Vale lembrar que atualmente a quimioterapia é eficiente em mais de 80% dos casos em crianças. “É importante encontrar novas estratégias terapêuticas para melhorar a eficácia dos tratamentos atuais e reduzir a probabilidade de efeitos secundários”, finaliza Yunes.

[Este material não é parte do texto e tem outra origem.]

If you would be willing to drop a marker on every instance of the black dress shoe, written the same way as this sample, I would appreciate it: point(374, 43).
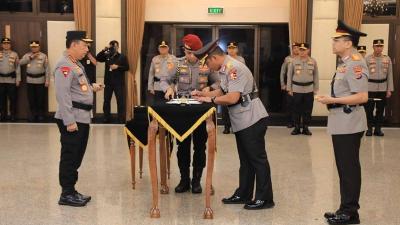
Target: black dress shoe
point(227, 130)
point(296, 131)
point(343, 219)
point(328, 215)
point(86, 198)
point(183, 186)
point(306, 131)
point(378, 133)
point(234, 199)
point(71, 200)
point(259, 204)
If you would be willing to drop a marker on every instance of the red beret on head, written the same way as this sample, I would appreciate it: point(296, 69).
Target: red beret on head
point(192, 42)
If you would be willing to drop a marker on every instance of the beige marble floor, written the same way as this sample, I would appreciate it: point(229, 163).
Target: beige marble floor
point(303, 173)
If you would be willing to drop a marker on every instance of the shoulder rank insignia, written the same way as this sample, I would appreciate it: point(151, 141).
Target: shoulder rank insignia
point(233, 74)
point(357, 72)
point(65, 70)
point(355, 57)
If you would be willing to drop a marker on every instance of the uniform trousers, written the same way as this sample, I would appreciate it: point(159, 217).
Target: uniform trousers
point(254, 163)
point(347, 148)
point(73, 148)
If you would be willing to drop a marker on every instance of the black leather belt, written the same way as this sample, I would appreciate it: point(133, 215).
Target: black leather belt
point(334, 106)
point(12, 75)
point(377, 80)
point(246, 98)
point(303, 84)
point(35, 75)
point(83, 106)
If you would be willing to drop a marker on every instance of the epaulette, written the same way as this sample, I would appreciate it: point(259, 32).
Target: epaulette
point(356, 57)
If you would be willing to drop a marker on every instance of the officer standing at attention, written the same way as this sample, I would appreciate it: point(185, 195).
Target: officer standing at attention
point(89, 62)
point(283, 78)
point(162, 71)
point(232, 49)
point(37, 79)
point(74, 95)
point(10, 78)
point(303, 84)
point(380, 86)
point(191, 75)
point(249, 123)
point(362, 49)
point(114, 79)
point(347, 120)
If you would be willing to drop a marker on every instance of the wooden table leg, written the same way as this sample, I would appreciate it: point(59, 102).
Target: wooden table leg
point(168, 156)
point(152, 131)
point(140, 162)
point(208, 213)
point(132, 152)
point(163, 158)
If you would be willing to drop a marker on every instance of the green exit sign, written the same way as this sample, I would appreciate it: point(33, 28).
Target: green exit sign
point(215, 10)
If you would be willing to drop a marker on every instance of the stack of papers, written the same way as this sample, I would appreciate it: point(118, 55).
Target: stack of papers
point(179, 101)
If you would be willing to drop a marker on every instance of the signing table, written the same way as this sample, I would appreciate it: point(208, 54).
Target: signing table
point(180, 120)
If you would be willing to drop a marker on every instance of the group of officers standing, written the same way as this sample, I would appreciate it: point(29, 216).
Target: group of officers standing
point(299, 79)
point(38, 75)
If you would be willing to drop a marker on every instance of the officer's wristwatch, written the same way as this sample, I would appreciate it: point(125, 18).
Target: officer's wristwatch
point(212, 99)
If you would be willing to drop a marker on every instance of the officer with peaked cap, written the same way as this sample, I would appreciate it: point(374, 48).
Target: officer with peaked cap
point(162, 70)
point(362, 49)
point(303, 84)
point(232, 49)
point(249, 123)
point(347, 121)
point(380, 86)
point(74, 95)
point(37, 79)
point(10, 78)
point(283, 78)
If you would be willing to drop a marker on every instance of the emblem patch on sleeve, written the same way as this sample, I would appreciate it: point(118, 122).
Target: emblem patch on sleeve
point(233, 74)
point(65, 70)
point(357, 72)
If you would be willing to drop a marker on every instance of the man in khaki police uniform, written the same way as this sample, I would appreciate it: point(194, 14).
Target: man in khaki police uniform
point(380, 87)
point(249, 123)
point(162, 71)
point(232, 49)
point(283, 78)
point(37, 79)
point(10, 78)
point(74, 95)
point(362, 49)
point(192, 75)
point(303, 84)
point(347, 121)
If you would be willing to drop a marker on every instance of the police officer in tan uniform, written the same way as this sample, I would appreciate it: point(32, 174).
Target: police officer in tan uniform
point(74, 95)
point(37, 79)
point(162, 71)
point(362, 49)
point(192, 75)
point(380, 87)
point(249, 123)
point(303, 84)
point(232, 49)
point(10, 78)
point(347, 121)
point(283, 78)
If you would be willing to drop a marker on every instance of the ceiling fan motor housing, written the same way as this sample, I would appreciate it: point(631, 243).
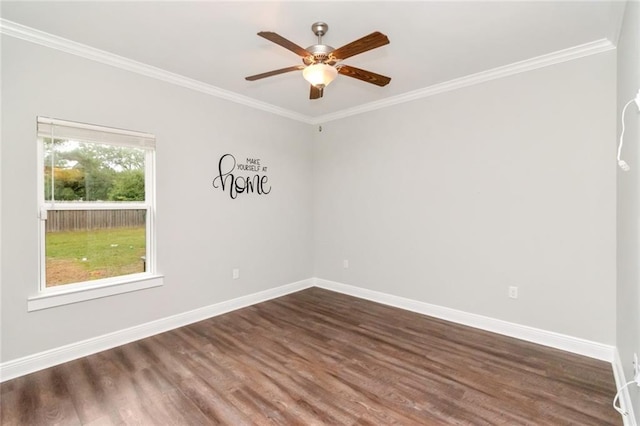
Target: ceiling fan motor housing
point(320, 54)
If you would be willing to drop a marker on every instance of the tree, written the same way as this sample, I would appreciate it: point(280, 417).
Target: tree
point(93, 172)
point(128, 185)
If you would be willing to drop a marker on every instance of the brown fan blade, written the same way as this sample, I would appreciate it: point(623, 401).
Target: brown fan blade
point(316, 93)
point(363, 44)
point(364, 75)
point(281, 41)
point(274, 72)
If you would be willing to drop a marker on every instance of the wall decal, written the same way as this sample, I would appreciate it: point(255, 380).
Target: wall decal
point(230, 182)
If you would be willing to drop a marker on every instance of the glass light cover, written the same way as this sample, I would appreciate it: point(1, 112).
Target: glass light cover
point(320, 75)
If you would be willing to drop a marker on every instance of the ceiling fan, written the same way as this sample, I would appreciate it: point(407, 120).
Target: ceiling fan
point(322, 63)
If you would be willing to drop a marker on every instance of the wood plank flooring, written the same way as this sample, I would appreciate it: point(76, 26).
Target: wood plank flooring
point(313, 358)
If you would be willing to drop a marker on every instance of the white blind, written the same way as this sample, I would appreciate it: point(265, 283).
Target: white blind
point(53, 128)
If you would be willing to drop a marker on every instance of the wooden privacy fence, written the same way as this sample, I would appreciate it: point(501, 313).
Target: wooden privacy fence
point(82, 220)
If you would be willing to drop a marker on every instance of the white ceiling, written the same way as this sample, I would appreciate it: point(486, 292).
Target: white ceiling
point(431, 42)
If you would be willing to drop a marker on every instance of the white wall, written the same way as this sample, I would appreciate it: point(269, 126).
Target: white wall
point(628, 292)
point(451, 199)
point(202, 233)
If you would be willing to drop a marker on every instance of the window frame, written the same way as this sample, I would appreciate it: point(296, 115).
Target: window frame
point(47, 297)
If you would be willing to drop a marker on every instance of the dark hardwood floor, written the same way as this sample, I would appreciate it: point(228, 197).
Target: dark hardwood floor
point(318, 357)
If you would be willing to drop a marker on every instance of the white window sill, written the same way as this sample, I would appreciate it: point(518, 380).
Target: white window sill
point(57, 296)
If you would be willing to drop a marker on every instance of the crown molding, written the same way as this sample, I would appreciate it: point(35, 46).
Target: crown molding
point(557, 57)
point(42, 38)
point(32, 35)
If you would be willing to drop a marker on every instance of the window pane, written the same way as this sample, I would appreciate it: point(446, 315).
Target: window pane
point(84, 245)
point(79, 171)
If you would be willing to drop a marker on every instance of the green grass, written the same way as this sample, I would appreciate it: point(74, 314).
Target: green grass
point(74, 256)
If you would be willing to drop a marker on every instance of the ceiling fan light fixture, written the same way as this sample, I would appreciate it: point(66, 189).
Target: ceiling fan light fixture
point(320, 75)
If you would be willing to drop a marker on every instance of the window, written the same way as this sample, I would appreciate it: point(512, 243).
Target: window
point(96, 210)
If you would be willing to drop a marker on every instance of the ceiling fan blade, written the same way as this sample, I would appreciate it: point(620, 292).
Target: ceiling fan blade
point(274, 72)
point(364, 75)
point(373, 40)
point(281, 41)
point(316, 93)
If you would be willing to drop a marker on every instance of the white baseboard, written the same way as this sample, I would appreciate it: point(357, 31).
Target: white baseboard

O estudo foi realizado no Centro Infantil Boldrini (Brazil) e iMM (Portugal) em colaboração com Institut Curie (France), Saint-Louis Hospital and Research Institute (France), St. Jude Children’s Research Hospital (US), Trinity College Dublin (Ireland), Strathclyde Institute of Pharmacy and Biomedical Sciences (UK), CEDOC and UCIBIO (Portugal). This work was funded by a joint initiative by the Fundação de Amparo à Pesquisa do Estado de São Paulo (FAPESP) e Fundação para a Ciência e a Tecnologia (FCT, Portugal). European Research Council (ERC) e American Lebanese Syrian Associated Charities of St Jude Children’s Research Hospital.
*Afonso R. M. Almeida, João L. Neto, Ana Cachucho, Mayara Euzébio, Xiangyu Meng, Rathana Kim, Marta B. Fernandes, Beatriz Raposo, Mariana L. Oliveira, Daniel Ribeiro, Rita Fragoso, Priscila P. Zenatti, Tiago Soares, Mafalda R. de Matos, Juliana Ronchi Corrêa, Mafalda Duque, Kathryn G. Roberts, Zhaohui Gu, Chunxu Qu, Clara Pereira, Susan Pyne, Nigel J. Pyne, Vasco M. Barreto, Isabelle Bernard-Pierrot, Emannuelle Clappier, Charles G. Mullighan, Ana R. Grosso, J. Andrés Yunes and João T. Barata. (2021) Interleukin-7 receptor α mutational activation can initiate precursor B-cell acute lymphoblastic leukemia. Nature Communications.